Your kinetic chain is the optimal biomechanics to follow to be efficient in movement. Having a good base is important as it can affect the way you carry weight during a lift. This can place an unwanted level of stress on the knee including other joints. If you change your base you are also likely to change which muscles are recruited during a lift. This can cause certain muscles to overcompensate for weaker ones, meaning the weaker muscles never develop. The body then adjusts your movement to account for any shortened or lengthened muscles; both extremes leading to weakness. This cycling effect continues to place unwanted stresses on your knee.

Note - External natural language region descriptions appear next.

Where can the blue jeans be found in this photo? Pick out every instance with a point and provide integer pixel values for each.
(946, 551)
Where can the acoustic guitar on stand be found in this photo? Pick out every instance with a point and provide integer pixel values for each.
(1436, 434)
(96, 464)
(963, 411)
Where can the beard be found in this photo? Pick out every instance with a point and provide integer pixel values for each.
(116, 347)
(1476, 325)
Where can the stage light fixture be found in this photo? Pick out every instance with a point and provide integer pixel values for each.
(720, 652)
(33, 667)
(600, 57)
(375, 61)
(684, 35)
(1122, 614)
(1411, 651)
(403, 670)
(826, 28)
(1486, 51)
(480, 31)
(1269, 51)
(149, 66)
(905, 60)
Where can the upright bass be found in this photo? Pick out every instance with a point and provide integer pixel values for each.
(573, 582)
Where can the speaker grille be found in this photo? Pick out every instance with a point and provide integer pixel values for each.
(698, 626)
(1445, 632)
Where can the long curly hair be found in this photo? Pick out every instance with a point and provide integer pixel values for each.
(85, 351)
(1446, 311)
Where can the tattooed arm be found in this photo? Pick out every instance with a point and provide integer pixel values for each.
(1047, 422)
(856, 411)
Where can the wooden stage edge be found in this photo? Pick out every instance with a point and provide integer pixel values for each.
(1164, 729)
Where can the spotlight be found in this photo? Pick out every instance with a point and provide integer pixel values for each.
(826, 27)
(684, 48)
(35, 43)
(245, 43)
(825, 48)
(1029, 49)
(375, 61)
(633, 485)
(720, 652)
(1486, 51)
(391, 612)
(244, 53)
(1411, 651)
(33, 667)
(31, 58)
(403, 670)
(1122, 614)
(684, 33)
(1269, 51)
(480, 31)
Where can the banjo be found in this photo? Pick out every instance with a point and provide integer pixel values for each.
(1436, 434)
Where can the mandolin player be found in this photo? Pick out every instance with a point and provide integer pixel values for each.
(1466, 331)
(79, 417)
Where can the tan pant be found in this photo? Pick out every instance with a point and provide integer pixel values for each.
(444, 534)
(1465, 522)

4. Address internal rotations of the knee and hips

Some people also experience rotations of their hips or directly at their knees. These rotations can also affect the knee in various ways and place the tension of weight in unwanted areas. If your knees and hips are rotated inwards you will not be able to hinge effectively during various leg movements. This internal rotation can be seen during some people's squats, where their knees come together during each repetition. As center gravity increases they are not able to distribute that weight effectively. As the body’s way to prevent instability, your hip adductors will become overactive and change the mechanics of your movement.

5. Heel elevation

Overpronation of the foot can also be one of the causes of knee pain. Having elevated heels during squats aids you if you struggle with hip and ankle mobility. Having low mobility in these joints puts extra pressure on the knees. Yet, overpronation happens when the foot collapses excessively inward or outward; this is commonly known as flat feet. Flat feet can affect how you are distributing weight and affect all the joints of the foot, leg, and hip. Not only, does elevating your heels help you squat deeper by mitigating the hip and foot flexibility issues (something that should be addressed separately), but it creates a false arch to take even more pressure off the knee.

6. Strengthen weak muscles

When the distribution of weight is wrong due to bad posture or bad mechanics, the body creates muscular imbalances. The muscles surrounding the knee serve the sole purpose of stabilizing the knee during movement. The main muscle groups are the Quadriceps and Hamstrings.


In worst-case scenarios, visiting a therapist may be the only solution. Making sure you’re not masking the injury and talking to a physician when there is no progress are two important reminders. The best way to work with injuries is to make an attempt at avoiding them altogether; good body mechanics, form, and not ego lifting are a good focus.

Before starting any fitness program or dietary changes, including supplementation, please consult your physician for a thorough examination.